Apuró el vaso de whisky.
Esto es un desastre, pensó. Botellas de cervezas tiradas, ropa de mujer
desparramada en el piso, pedazo de pizza pegada a la pared y, lo que más le
molestó, el bongó caído en el suelo. Se levantó algo mareado. La suela se
pegaba al piso pegajoso. Apoyó el vaso arriba de un mazo de cartas. La mesa rebalsaba
de papeles.
Trató de repasar lo
vivido la noche anterior. ¿Cómo volvió al departamento? Venían imágenes
borrosas. Un tumulto, gente peleando. ¿Me caí?, se preguntó mientras tanteaba
la cara. Tocó la inflamación del pómulo ¿Me pegaron? Levantó el bongó y lo
colocó en el estante. Buscó un trapo y un lustra mueble. Roseó el bongo y con
el trapo comenzó a darle brillo. Una mujer desnuda dormía en el sillón. Rascó
la barba nueva, naciente. Que gran show, quiso convencerse. No recordaba. Luces
azules y rojas giraban como platos voladores. La ovación del público volvía
distorsionada, como si estuviesen sumergidos debajo de agua. ¿Cómo le habría
salido el pasaje de “No me arrepiento de este amor” que siempre le traía
problemas? Comenzó a dar golpecitos en el mueble. Un golpe y otro. Derecha e
izquierda. Movía los hombros y acompañaba con la cabeza. Taca taca teque. La
mujer se dio la vuelta hacia el otro costado. Él siguió tocando despreocupado.
Podía estar roto, quebrado, borracho pero el ritmo venía de otro lado. Decía
que de los latidos del corazón. Seguí al corazón, recomendaba, que te marca el
ritmo. Sístole y diástole. Golpeá con la derecha y golpeá con la izquierda.
Caminó al cuarto de
Martita, su hija. El pegote en la suelas rechinaban los pasos. Abrió la puerta.
Estaba acostada, los ositos a un costado. El tucán tuqui por encima de ella.
¿Habría dormido? Recordó haberla echado cuando quiso cumbianchar adelante de
todos, imitaba a las bailarinas de los programas de bailanta.

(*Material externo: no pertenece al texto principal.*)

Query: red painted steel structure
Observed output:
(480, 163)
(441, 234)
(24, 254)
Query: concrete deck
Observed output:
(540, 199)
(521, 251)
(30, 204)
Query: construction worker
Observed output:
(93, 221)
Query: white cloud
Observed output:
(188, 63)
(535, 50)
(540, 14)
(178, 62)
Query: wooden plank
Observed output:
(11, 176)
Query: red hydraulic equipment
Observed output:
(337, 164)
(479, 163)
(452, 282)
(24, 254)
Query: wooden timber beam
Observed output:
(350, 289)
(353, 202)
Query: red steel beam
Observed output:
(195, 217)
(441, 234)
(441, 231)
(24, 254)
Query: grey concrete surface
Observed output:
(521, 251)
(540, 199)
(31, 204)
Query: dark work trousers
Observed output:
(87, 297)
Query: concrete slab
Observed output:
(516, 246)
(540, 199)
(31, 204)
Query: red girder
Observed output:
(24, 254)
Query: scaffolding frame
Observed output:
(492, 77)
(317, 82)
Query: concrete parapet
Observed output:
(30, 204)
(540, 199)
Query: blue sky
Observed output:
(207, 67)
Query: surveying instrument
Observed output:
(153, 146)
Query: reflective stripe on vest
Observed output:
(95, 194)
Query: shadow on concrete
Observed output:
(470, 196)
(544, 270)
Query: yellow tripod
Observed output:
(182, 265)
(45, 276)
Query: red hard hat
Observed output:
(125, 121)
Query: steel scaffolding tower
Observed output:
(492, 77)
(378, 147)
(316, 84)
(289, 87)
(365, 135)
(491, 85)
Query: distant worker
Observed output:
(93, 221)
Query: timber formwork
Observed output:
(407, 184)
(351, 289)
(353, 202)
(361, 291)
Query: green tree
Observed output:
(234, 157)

Mi hija no es una puta. Retumbaba en su
cabeza. Al juzgar por la ronquera lo había gritado al resto también. Andá
dormir, había dicho. Es mi hija y yo sé lo que hago, justificó. Se paró frente
a ella y la tapó. Acomodó los peluches y salió.
La mujer del sofá
respiraba fuerte y, de tanto en tanto, temblequeaba su cabeza. La recordó, la
cara muy cerca bailando lentos en el cuarto. También dándole nalgadas con ritmo
de chacarera. Bostezó hondo.
Miró la repisa en donde
estaba el bongó. Se tambaleó hacia los costados. Fue a la mesa. Sirvió otro
vaso de wiski. El último, después se iría a dormir. Que gira, que noche, suspiró
orgulloso. Tomó un trago y miró la ventana. Llegaban los primeros rayos del
sol.
Volvió a mirar el bongó.
Dejó el vaso en un cenicero repleto. Fue y lo tomó entre sus brazos. Luego lo
puso entre las piernas. Un golpecito suave y otro. Tocó yo no soy dios de Leo
Mattioli. Yo no soy
nadie para condenarte, yo no soy Dios
nuestros hijos nunca van a enterarse de tu error, canturreaba sin dejar de tocar.

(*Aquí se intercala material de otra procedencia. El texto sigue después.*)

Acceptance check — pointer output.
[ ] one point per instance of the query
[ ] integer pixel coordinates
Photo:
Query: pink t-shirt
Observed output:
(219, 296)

nuestros hijos nunca van a enterarse de tu error, canturreaba sin dejar de tocar.
Martita abrió la puerta,
y lo quedó mirando. La espalda de Mendoza se contorsionaba. Taca taca teque.
Martita acompañaba el ritmo con el pie derecho y con los pulgares golpeaba los
muslos. Mendoza dejó de tocar, sintió la presencia y dio la vuelta. Martita
siguió ahora más fuerte. Taca taca teque. Mendoza hizo una reverencia con la
cabeza. Martita se la devolvió.
Mendoza agarró el bongó, caminó sintiendo otra
vez el pegote en el piso y se lo entregó a ella que lo puso entre las piernas
(igual que él). Se miraron y empezó. Taca taca teque. La mujer se levantó,
acomodó el pelo y el corpiño. Miró la escena.
−Hola… uy me quedé
dormida. Me arregló un poco y me voy −Mendoza no le prestó atención, sólo miraba fijo a Martita y acompañaba con la
cabeza. La mujer se fue al baño, encendió la luz y cerró la puerta.
Mendoza buscó otro bongó que guardaba en el
armario. Tocaron y tocaron. Taca taca teque. Siguieron aún cuando salió la
mujer, los saludó, dio un beso en la cabeza a Martita y otro, entre la mejilla
y la boca, a Mendoza. Lo más importante fue que no perdieron el ritmo.